Wallowa County contends that the federal government recognized county jurisdiction when the U.S. Surface Transportation Boards 1997 railroad abandonment order for the Elgin-to-Joseph line required compliance with the countys salmon recovery plan.

Furthermore, when the Klamert railroad salvage company applied for a county permit this summer to pull the rails, it then recognized county jurisdiction, County Planning Director Bill Oliver said Tuesday.

When Klamert began to pull rails in Joseph in June, Wallowa County informed the company that it needed a conditional use permit.

All local and state permitting requirements affecting the abandonment of the line are expressly pre-empted by federal law, Idaho Northern & Pacific Railroad Companys attorney Karl Morell wrote Aug. 14.

Morell filed a 23-page reply to the Oregon Department of Transportations July 27 petition to the Surface Transportation Board seeking to cap the lines value and disallow the abandonment.

IN&P maintains that the law requiring renewing abandonments does not apply to abandonment proceedings before Jan. 23, 1997.

The railroads reply also said that given the limited amount of traffic on the line in 1995, the significant operating losses and the substantial rehabilitation costs to reopen the line, the board properly ruled to abandon the line.

An Aug. 17 feasibility study, initiated by a committee in Wallowa and Union counties hoping to save the Elgin-to-Joseph line, concluded that the line could be economically viable, Oliver told the county planning commission Tuesday night.
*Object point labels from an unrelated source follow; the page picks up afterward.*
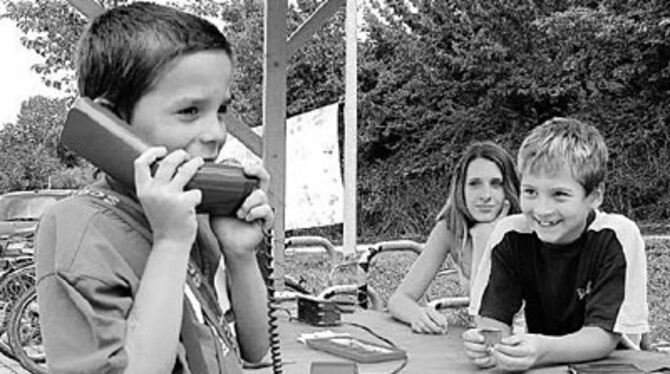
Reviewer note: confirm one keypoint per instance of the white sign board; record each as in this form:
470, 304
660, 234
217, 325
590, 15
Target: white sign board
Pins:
314, 187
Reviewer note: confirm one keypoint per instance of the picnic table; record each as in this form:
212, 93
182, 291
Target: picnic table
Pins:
426, 353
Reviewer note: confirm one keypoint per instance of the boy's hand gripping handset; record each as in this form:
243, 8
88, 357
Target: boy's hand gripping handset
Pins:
98, 135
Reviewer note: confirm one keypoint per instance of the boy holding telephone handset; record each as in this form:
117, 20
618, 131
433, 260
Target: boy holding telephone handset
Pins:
111, 299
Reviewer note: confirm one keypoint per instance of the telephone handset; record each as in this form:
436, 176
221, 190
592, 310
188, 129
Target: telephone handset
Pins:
95, 133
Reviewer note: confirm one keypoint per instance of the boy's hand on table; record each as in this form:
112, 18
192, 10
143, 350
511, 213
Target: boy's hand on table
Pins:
518, 352
476, 350
239, 236
429, 321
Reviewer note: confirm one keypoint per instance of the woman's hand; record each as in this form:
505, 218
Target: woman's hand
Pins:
476, 350
169, 209
481, 231
429, 321
239, 236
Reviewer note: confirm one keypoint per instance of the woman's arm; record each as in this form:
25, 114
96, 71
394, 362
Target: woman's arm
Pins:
403, 304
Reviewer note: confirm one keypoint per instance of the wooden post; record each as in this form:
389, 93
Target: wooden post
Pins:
274, 121
350, 130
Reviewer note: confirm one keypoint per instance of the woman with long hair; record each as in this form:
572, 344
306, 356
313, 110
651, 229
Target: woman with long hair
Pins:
484, 188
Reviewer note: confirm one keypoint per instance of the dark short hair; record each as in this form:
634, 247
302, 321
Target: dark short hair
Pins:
125, 49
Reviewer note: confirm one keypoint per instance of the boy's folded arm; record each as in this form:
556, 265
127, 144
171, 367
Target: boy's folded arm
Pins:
589, 343
249, 303
486, 322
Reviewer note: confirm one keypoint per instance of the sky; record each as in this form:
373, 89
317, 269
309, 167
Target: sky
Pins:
17, 81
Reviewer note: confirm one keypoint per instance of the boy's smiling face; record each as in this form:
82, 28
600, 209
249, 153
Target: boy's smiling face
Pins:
184, 108
556, 205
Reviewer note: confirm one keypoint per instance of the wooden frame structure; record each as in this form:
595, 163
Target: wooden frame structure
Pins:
272, 146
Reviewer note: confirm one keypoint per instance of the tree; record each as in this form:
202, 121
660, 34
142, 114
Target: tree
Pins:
29, 149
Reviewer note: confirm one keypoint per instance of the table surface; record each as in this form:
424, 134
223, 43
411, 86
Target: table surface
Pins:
426, 353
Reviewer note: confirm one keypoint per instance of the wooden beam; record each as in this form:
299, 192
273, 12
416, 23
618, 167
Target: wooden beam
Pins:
312, 24
89, 8
350, 129
274, 122
243, 133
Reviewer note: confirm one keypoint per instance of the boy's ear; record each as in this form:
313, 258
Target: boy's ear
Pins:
104, 102
596, 196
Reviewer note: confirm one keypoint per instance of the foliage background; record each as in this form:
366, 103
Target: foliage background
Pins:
434, 75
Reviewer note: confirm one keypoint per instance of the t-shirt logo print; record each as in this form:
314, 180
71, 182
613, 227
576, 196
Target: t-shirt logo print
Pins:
582, 292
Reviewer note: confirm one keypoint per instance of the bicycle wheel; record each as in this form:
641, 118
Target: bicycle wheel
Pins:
12, 285
25, 337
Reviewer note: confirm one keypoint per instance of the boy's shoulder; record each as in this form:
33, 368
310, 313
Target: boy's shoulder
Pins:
512, 224
613, 221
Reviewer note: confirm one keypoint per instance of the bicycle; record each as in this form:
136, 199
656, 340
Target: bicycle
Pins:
25, 338
13, 284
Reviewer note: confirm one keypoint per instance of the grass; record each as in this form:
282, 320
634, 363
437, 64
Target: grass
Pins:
388, 270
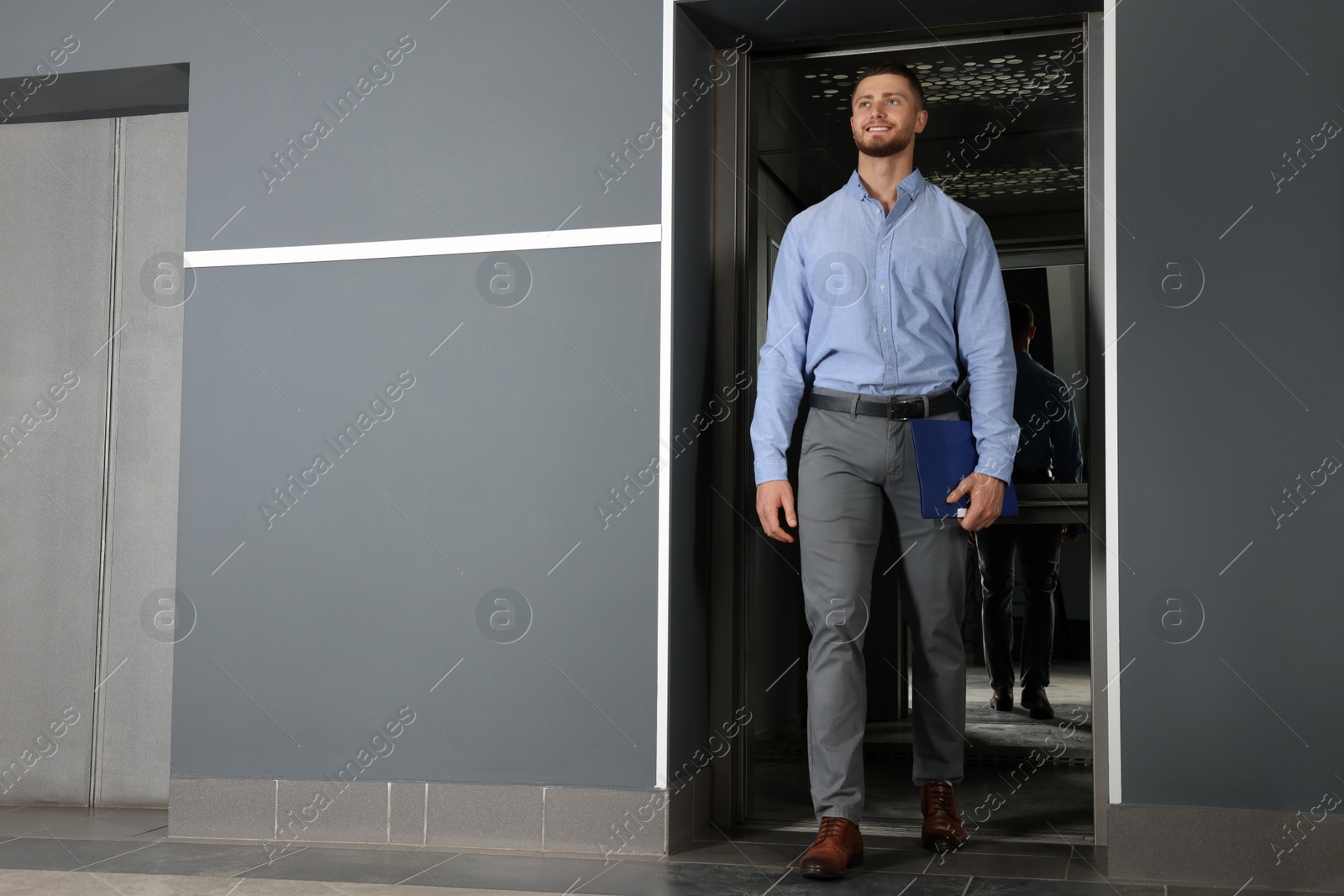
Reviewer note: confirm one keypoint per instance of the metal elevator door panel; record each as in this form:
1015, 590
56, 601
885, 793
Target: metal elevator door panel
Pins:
92, 230
57, 211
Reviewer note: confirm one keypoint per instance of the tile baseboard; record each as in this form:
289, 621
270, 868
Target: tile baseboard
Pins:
524, 817
1226, 846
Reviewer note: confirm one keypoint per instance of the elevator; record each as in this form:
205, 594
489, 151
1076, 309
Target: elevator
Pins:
1007, 136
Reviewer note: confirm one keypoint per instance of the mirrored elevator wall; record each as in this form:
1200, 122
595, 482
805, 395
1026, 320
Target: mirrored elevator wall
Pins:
92, 230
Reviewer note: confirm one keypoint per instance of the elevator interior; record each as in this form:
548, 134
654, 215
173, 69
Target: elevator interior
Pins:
1005, 137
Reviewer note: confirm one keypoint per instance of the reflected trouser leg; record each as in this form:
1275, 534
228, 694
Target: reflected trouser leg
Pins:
839, 524
1039, 548
933, 591
995, 550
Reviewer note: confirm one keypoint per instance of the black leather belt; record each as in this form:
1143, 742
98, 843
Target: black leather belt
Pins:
890, 407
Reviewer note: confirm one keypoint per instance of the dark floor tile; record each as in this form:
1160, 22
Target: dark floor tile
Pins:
1008, 887
739, 853
347, 866
864, 883
682, 879
1007, 846
544, 873
46, 853
907, 862
1230, 891
768, 836
195, 860
999, 866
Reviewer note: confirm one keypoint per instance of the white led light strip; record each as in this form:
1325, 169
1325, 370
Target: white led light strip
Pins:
429, 246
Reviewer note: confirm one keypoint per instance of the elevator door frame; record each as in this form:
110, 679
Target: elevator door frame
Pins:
732, 248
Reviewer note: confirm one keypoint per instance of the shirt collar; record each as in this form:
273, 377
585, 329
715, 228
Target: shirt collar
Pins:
913, 184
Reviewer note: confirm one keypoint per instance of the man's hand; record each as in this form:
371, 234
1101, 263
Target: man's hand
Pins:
770, 497
987, 500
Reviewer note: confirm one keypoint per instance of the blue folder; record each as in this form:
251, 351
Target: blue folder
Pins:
945, 454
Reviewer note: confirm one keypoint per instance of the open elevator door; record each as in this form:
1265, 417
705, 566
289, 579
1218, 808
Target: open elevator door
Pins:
1008, 114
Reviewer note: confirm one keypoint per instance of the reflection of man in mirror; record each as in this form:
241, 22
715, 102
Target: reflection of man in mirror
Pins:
885, 295
1050, 450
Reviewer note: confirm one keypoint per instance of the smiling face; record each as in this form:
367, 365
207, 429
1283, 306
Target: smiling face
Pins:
886, 117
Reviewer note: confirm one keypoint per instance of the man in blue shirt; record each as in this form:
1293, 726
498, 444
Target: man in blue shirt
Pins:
1050, 452
885, 293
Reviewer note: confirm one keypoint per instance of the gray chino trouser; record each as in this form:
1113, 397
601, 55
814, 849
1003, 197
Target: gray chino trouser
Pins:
848, 464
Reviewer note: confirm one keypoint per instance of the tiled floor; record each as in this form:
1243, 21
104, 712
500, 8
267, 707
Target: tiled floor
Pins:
1055, 799
67, 852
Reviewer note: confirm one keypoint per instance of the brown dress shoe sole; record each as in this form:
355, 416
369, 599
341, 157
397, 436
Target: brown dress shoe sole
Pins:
822, 873
942, 844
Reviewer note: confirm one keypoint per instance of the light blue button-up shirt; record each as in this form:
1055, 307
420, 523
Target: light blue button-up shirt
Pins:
886, 304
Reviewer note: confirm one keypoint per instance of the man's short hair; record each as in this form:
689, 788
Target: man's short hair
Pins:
1021, 320
890, 67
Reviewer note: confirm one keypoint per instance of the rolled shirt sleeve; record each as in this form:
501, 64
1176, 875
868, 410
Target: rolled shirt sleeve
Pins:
780, 379
984, 344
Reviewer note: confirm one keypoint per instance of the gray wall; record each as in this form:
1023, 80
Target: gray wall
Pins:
1223, 403
323, 625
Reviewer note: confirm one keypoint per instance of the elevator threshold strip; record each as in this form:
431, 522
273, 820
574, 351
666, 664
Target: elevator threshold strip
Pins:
1010, 755
911, 828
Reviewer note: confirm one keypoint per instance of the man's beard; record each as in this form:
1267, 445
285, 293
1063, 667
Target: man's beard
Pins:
880, 150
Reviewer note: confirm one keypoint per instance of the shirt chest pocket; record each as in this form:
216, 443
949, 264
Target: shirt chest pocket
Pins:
931, 265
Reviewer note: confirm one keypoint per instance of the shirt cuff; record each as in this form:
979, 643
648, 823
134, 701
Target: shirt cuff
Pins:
998, 466
770, 469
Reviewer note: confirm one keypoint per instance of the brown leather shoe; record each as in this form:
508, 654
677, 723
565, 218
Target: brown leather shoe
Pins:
1034, 700
837, 846
942, 828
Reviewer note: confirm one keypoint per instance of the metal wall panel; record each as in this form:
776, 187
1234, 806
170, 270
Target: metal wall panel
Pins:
55, 284
139, 629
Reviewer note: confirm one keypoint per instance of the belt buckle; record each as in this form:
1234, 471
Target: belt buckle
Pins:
893, 401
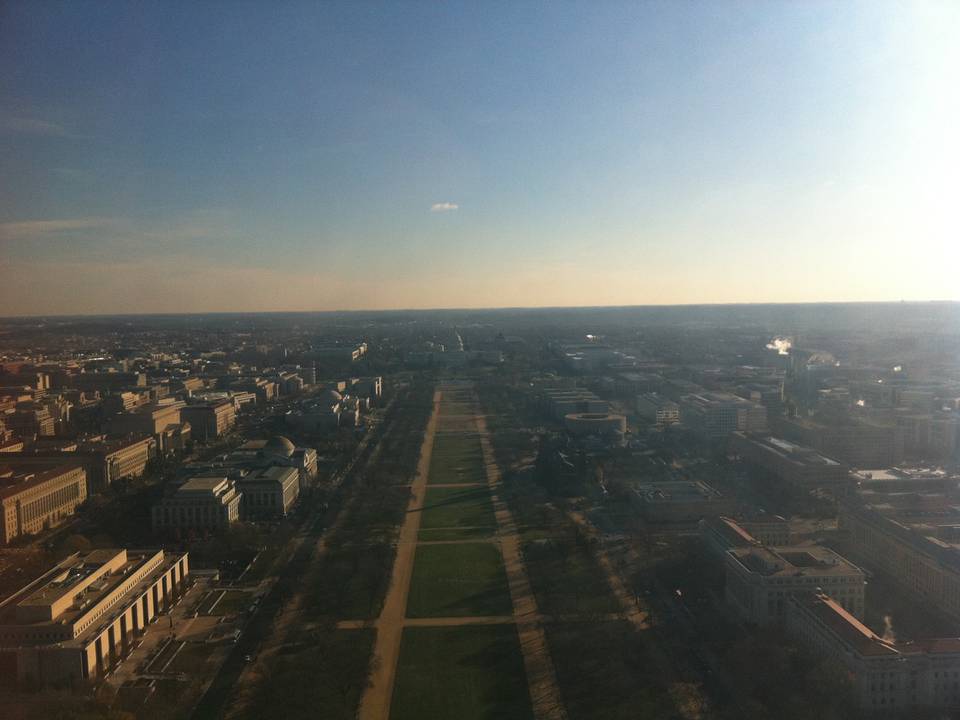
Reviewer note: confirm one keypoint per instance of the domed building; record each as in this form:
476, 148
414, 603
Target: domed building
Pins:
278, 445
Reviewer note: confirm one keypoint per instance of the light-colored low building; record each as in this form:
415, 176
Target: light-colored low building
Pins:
37, 496
888, 676
582, 424
761, 579
80, 619
270, 492
790, 464
201, 503
658, 409
211, 421
926, 567
681, 501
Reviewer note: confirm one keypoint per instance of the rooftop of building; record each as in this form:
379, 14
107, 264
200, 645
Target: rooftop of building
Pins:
203, 484
731, 531
791, 451
274, 473
675, 491
15, 477
844, 625
793, 561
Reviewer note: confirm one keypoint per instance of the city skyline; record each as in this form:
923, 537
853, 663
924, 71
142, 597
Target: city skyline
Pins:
177, 158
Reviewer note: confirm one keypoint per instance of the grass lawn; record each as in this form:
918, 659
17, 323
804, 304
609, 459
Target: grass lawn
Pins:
233, 602
458, 580
456, 458
352, 582
605, 673
458, 508
208, 600
324, 679
461, 673
192, 659
566, 579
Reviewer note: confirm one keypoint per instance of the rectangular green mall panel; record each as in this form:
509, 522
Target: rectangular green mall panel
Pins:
458, 580
458, 507
470, 672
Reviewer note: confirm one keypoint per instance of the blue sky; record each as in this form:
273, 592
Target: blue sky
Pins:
282, 156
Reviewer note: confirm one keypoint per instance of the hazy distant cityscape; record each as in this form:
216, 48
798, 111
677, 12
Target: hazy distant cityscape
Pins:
691, 512
479, 360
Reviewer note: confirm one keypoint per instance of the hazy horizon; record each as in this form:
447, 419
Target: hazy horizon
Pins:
243, 158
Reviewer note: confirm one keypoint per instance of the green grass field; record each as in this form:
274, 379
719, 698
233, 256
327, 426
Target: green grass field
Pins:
567, 580
461, 673
458, 508
605, 673
232, 603
192, 659
457, 581
456, 458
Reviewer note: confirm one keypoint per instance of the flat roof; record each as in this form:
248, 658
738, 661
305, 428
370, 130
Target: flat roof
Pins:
32, 474
203, 483
793, 561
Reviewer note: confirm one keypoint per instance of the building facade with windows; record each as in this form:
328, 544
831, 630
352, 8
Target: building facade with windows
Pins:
202, 503
36, 496
80, 619
760, 580
888, 676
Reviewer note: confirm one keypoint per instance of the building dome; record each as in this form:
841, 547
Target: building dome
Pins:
331, 396
279, 445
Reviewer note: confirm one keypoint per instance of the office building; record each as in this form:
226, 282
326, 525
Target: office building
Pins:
210, 421
760, 580
857, 443
203, 503
269, 493
888, 676
80, 619
715, 415
926, 567
36, 496
680, 501
790, 464
655, 408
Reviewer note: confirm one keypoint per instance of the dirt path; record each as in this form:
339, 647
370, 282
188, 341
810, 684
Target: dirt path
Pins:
627, 600
375, 704
541, 678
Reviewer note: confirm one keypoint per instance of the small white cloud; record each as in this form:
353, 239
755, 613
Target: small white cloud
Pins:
32, 126
39, 229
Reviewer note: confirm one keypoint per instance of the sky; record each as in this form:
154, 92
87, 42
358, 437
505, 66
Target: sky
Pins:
236, 156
The commission adopted findings supporting its July 31 denial of Klamerts application for a permit to remove the rails.

Wallowa Countys two wood-processing mills believe they could add 60 family-wage jobs if railroad freight service is reopened on the line, Oliver said.

The feasibility study was funded by a $9,100 matching grant from the Oregon Economic and Community Development Department for Union and Wallowa counties.

Gary Hunter, who conducted the study, is the only person who has called recently to make an offer on the rail line, said Richard Bertel, president of Rio Grande Pacific Railway, the parent company of IN&P.

The line has been appraised at $7.2 million, Bertel said.